Start by placing your rack in the center of the oven and preheating it to 350 degrees Fahrenheit. This sets the stage for a beautifully baked loaf.
Next, lightly coat a 9×5-inch baking pan with cooking spray. This ensures your bread will slide right out after baking, making for easy serving.
In a medium bowl, whisk together the whole wheat pastry flour, 1 cup of oats, baking powder, baking soda, cinnamon, all spice, nutmeg, and kosher salt. Mixing these dry ingredients before adding them to the wet ones helps to distribute the leavening agents evenly.
In a large bowl, beat the eggs, brown sugar, and coconut oil together on medium speed until well combined. This process helps to incorporate air into the mixture, giving your bread a light texture.

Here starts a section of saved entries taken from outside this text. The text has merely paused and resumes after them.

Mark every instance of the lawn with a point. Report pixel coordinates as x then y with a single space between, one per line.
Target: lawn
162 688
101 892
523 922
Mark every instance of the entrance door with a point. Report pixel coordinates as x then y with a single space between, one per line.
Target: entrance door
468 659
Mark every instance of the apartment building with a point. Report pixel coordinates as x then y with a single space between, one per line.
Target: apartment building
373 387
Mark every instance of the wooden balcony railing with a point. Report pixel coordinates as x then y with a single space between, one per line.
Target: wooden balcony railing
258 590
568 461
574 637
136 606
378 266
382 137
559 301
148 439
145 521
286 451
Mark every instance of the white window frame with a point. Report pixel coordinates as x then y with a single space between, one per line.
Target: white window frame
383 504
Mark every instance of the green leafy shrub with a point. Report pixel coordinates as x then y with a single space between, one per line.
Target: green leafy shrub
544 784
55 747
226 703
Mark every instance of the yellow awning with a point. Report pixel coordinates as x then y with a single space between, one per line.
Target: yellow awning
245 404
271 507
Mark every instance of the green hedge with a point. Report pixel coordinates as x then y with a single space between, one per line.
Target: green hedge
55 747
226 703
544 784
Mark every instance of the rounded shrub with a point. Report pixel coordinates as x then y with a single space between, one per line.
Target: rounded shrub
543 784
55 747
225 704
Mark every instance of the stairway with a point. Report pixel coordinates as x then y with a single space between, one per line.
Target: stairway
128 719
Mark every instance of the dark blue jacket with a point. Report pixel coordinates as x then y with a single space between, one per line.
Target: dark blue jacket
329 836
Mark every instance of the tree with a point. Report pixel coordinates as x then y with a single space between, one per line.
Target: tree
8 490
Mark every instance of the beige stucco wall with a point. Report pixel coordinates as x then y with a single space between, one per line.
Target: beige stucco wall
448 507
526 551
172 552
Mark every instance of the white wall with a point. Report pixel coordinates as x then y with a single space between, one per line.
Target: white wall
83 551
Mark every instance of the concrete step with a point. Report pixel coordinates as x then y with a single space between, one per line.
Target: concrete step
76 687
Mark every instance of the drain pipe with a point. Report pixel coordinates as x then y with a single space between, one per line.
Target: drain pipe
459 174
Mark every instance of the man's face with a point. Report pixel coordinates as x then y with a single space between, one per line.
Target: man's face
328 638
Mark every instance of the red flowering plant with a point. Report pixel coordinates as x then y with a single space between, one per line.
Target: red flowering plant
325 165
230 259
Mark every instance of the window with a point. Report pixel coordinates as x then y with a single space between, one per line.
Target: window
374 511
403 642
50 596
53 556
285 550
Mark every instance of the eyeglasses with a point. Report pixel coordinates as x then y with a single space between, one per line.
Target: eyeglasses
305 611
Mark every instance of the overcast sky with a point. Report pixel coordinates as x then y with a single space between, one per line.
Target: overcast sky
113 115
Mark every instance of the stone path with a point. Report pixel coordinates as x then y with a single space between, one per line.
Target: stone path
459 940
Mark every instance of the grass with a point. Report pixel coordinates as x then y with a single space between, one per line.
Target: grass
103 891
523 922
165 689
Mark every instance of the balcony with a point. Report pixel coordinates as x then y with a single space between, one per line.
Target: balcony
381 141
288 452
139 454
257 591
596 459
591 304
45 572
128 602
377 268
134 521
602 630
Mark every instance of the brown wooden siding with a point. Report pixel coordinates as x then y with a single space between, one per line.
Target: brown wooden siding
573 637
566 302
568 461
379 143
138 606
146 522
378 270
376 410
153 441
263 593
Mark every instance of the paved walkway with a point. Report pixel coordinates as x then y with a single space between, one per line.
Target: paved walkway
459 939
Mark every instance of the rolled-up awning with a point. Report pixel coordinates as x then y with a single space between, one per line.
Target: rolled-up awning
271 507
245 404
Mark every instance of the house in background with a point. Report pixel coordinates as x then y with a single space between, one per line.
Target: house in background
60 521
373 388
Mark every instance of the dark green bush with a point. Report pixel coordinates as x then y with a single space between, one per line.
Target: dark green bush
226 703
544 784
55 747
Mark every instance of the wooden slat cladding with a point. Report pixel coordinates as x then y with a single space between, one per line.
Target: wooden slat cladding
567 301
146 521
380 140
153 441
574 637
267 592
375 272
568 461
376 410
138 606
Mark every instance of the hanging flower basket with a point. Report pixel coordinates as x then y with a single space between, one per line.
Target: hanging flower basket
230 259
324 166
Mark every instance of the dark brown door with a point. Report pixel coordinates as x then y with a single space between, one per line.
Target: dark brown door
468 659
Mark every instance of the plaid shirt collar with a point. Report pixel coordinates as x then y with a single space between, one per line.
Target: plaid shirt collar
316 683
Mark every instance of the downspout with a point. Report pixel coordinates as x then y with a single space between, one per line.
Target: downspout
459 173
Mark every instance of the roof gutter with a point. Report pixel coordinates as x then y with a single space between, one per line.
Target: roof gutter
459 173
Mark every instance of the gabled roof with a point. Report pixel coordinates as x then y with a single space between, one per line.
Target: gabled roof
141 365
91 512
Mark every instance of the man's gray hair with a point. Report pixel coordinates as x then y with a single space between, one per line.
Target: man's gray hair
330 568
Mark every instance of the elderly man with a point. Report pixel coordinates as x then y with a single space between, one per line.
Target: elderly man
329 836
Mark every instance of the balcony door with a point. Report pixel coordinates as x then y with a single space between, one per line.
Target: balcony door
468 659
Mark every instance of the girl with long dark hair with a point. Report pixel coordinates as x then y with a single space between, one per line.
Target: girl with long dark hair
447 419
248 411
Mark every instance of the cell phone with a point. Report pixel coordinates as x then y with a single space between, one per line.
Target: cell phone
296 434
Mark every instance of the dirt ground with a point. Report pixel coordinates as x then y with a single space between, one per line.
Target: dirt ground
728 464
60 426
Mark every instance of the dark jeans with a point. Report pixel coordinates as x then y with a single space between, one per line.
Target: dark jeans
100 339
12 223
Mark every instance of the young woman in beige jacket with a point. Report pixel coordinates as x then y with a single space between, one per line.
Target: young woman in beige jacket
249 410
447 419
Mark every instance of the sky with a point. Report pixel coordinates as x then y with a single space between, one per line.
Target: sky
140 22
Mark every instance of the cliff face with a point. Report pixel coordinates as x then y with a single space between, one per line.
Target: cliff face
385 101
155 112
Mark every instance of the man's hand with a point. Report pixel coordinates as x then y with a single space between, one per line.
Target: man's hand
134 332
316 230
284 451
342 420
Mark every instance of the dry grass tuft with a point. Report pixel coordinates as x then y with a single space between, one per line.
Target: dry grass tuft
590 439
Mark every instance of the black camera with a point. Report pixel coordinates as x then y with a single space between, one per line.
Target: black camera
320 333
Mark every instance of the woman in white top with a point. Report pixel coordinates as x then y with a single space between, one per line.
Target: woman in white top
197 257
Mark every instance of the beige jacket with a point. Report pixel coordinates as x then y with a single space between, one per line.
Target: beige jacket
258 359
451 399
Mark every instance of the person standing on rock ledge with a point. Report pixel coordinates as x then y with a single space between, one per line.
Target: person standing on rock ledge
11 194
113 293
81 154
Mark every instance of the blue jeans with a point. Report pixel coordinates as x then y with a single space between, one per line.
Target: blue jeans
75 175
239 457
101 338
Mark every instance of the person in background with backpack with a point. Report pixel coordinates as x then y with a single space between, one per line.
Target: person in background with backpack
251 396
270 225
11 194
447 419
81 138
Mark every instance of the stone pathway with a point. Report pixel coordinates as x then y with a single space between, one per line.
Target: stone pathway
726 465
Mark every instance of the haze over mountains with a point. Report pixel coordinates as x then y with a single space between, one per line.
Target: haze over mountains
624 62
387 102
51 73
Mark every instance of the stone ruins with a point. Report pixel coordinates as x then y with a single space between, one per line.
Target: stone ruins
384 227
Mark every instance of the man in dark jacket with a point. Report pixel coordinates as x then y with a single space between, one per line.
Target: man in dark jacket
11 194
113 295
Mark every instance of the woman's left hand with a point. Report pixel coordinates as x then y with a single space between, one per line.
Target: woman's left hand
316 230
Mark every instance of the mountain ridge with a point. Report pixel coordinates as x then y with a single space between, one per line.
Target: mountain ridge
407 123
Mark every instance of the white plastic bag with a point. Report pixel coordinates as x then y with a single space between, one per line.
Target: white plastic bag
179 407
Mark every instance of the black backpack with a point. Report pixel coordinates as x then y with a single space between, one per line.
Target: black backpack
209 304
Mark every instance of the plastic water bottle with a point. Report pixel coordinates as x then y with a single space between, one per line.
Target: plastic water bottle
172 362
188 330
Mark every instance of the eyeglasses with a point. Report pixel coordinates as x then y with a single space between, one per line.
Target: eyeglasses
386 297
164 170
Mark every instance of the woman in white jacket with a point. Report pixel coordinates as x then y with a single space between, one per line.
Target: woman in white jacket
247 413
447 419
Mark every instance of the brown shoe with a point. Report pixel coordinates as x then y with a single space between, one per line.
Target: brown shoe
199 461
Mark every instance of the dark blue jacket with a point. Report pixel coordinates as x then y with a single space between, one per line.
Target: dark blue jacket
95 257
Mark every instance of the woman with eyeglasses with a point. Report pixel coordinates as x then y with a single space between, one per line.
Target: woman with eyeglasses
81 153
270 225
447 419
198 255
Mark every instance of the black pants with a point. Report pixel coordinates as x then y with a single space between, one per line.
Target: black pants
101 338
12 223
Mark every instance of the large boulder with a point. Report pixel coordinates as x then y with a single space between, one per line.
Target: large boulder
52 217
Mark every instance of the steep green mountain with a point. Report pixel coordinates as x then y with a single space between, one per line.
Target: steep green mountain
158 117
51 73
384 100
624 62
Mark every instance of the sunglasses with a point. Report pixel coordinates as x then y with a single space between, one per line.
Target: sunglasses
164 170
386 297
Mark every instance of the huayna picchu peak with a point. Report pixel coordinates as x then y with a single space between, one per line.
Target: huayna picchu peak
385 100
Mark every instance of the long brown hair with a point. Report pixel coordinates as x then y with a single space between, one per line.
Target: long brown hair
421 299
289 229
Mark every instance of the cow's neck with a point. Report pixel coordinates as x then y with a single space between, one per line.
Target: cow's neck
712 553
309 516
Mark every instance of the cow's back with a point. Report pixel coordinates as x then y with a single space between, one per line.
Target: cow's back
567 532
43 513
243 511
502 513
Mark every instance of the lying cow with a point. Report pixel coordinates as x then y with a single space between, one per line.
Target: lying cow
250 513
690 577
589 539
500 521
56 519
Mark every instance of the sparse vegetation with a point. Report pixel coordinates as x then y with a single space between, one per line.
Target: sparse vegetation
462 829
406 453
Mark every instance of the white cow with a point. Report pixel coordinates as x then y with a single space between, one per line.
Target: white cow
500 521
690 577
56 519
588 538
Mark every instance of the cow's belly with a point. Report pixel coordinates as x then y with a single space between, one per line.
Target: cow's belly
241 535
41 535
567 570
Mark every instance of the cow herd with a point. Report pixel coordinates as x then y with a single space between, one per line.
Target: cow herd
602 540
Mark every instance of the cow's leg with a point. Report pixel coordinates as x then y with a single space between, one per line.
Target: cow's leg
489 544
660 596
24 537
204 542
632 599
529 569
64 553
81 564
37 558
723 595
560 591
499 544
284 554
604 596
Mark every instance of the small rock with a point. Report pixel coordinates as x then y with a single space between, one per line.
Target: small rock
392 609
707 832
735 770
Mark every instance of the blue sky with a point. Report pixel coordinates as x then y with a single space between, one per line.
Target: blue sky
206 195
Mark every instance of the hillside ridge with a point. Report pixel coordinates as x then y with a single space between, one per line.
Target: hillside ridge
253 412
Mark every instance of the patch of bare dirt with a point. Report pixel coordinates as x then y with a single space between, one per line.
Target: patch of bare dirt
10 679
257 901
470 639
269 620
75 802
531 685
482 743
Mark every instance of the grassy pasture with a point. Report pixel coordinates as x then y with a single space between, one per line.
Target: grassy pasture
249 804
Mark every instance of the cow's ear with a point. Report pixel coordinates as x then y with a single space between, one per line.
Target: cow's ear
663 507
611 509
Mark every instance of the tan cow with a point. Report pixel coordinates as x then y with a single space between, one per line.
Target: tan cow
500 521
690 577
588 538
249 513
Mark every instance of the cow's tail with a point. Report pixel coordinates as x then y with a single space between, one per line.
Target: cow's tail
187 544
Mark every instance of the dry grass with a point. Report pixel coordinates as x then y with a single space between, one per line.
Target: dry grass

Add the milk and pumpkin purée to the egg mixture and beat until everything is evenly combined. The pumpkin adds moisture, making your bread wonderfully soft.
Now, add the dry ingredients from the first bowl to the wet mixture. Gently stir them in by hand just until combined. Be careful not to over mix; you want the bread to be tender and fluffy.
Fold in the dark chocolate chips, ensuring they are evenly distributed throughout the batter. This will give you delightful pockets of chocolate in every slice.
Pour the batter into the prepared pan. Smooth the top with a spatula, then sprinkle with any remaining oats and chocolate chips for a lovely finish.
Place the pan in the oven and bake for 45 to 50 minutes. You'll know it's done when a toothpick inserted in the center comes out clean, signaling that your bread is perfectly baked.
Once baked, place the pan on a cooling rack. Let it cool in the pan for about 10 minutes before gently turning the loaf out onto the rack to cool completely. This cooling step is essential to maintain the bread's structure.